OpenAI stworzone przez Muska i Altmana z Y Combinatora z kapitałem ponad miliarda dolarów ma pracować nad sztuczną inteligencją ale tak, by każdy mógł wykorzystać wyniki prac. Otwarta sztuczna inteligencja ma stanowić przeciwwagę dla zamkniętych projektów. Czy tak będzie nie wiadomo.
Każdego dnia my, zwykli ludzie, przyczyniamy się troszeczkę do powstania potężnej sztucznej inteligencji.
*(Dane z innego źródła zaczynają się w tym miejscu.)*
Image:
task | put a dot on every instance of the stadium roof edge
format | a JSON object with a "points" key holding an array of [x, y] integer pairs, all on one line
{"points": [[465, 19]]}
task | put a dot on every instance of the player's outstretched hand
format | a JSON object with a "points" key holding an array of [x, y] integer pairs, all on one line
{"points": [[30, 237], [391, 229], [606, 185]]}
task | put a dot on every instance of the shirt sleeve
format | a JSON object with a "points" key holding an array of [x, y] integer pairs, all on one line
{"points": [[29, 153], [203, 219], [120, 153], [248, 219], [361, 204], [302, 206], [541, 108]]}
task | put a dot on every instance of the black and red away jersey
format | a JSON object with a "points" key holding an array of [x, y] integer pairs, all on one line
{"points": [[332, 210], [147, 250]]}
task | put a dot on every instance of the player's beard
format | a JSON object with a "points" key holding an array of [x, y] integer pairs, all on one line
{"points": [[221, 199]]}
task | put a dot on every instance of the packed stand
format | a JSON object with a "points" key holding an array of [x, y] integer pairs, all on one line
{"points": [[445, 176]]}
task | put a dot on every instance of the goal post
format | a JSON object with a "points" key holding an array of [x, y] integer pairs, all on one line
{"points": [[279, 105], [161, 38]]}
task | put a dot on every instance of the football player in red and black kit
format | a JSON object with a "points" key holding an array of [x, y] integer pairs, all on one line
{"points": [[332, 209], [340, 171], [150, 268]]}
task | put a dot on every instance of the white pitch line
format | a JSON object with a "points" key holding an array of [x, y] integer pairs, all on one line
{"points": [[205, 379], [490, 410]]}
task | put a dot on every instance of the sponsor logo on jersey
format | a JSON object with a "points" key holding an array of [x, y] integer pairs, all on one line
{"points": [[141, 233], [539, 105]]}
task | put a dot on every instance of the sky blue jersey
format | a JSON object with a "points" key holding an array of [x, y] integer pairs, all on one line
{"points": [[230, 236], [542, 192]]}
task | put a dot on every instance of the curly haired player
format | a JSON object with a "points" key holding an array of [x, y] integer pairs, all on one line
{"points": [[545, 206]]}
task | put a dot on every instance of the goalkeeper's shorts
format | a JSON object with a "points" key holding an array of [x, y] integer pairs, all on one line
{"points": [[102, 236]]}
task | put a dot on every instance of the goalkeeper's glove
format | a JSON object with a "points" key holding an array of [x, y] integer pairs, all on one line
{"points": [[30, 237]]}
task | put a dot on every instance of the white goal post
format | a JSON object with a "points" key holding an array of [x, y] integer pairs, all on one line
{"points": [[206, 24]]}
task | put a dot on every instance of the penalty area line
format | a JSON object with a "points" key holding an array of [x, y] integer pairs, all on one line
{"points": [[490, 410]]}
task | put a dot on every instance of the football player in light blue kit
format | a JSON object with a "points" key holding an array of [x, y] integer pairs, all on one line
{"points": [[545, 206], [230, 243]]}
Korzystając z sieci, zostawiając dane o zachowaniu, o tym czego szukamy, co robimy, wypowiadając się czy nawet wysyłając maile sprawiamy, że algorytmy stają się coraz lepsze. Jesteśmy takimi mimowolnymi pracownikami-mrówkami pracującymi na to, by w przyszłości pojawiło się coś lepszego od nas. Z podobnymi zdolnościami, ale pozbawione tych najbardziej ludzkich słabości.
Pracujemy w zamian za dostęp do usług, powtarzając sobie hasło “ludzie nie zostaną zastąpieni”.